This project studies how harmfulness representations emerge and evolve during the training of a Large Language Model. We extracted linear activation directions for seven harmfulness subcategories (discrimination, drug abuse, financial crime, hate speech, non-violent crime, privacy violation, and violence) plus a general harm category, across 39 checkpoints of OLMo 3 7B spanning from initialization to the final Instruct model. Each direction was evaluated as a linear probe and as a steering vector, tracking its geometry, probing performance, and behavioral effect throughout pretraining, mid-training, long-context training, and post-training. The full write-up is available on LessWrong.

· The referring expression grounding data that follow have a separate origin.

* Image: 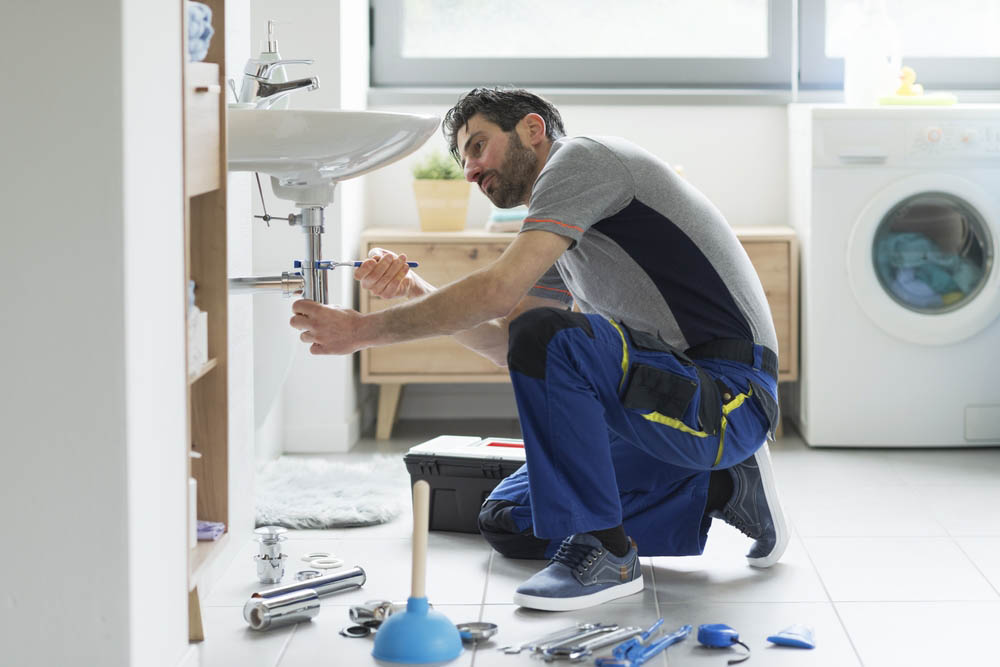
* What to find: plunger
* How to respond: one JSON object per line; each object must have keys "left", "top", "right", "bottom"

{"left": 372, "top": 480, "right": 463, "bottom": 663}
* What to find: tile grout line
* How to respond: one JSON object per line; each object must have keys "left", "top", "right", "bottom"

{"left": 951, "top": 536, "right": 1000, "bottom": 599}
{"left": 796, "top": 535, "right": 866, "bottom": 666}
{"left": 271, "top": 621, "right": 299, "bottom": 667}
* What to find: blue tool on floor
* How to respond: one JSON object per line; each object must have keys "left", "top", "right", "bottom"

{"left": 697, "top": 624, "right": 750, "bottom": 664}
{"left": 371, "top": 481, "right": 462, "bottom": 664}
{"left": 767, "top": 624, "right": 816, "bottom": 649}
{"left": 595, "top": 620, "right": 692, "bottom": 666}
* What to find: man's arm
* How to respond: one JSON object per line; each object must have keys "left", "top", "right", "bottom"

{"left": 353, "top": 247, "right": 567, "bottom": 366}
{"left": 290, "top": 230, "right": 572, "bottom": 356}
{"left": 451, "top": 293, "right": 569, "bottom": 367}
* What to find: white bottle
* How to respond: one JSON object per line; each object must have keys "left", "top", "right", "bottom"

{"left": 258, "top": 20, "right": 289, "bottom": 109}
{"left": 843, "top": 0, "right": 901, "bottom": 106}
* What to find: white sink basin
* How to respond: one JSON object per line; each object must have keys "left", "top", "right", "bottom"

{"left": 228, "top": 108, "right": 439, "bottom": 205}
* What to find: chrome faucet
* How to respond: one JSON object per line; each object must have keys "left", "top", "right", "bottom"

{"left": 238, "top": 58, "right": 319, "bottom": 109}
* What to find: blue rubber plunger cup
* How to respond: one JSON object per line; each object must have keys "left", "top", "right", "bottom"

{"left": 372, "top": 480, "right": 462, "bottom": 663}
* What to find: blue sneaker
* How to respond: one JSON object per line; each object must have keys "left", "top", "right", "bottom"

{"left": 512, "top": 533, "right": 644, "bottom": 611}
{"left": 711, "top": 443, "right": 788, "bottom": 568}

We used 39 non-uniformly spaced checkpoints of OLMo 3 7B: dense early in pretraining (every 1k steps), sparser later, plus the base, SFT, DPO, and Instruct variants. OLMo was chosen because it is one of the few performant models with fully open intermediate checkpoints.
Harmful prompts come from the BeaverTails dataset, with 1,000 training samples per subcategory; Alpaca prompts serve as the safe class. For evaluation we added lexically rewritten versions of the test prompts and out-of-distribution datasets (MaliciousInstruct, AdvBench, HarmBench).
For each checkpoint and subcategory, the direction is the vector from the safe centroid to the harmful centroid of residual stream activations at layer 15, selected by optimizing AUROC for general harmfulness on the Instruct checkpoint and kept fixed across all experiments.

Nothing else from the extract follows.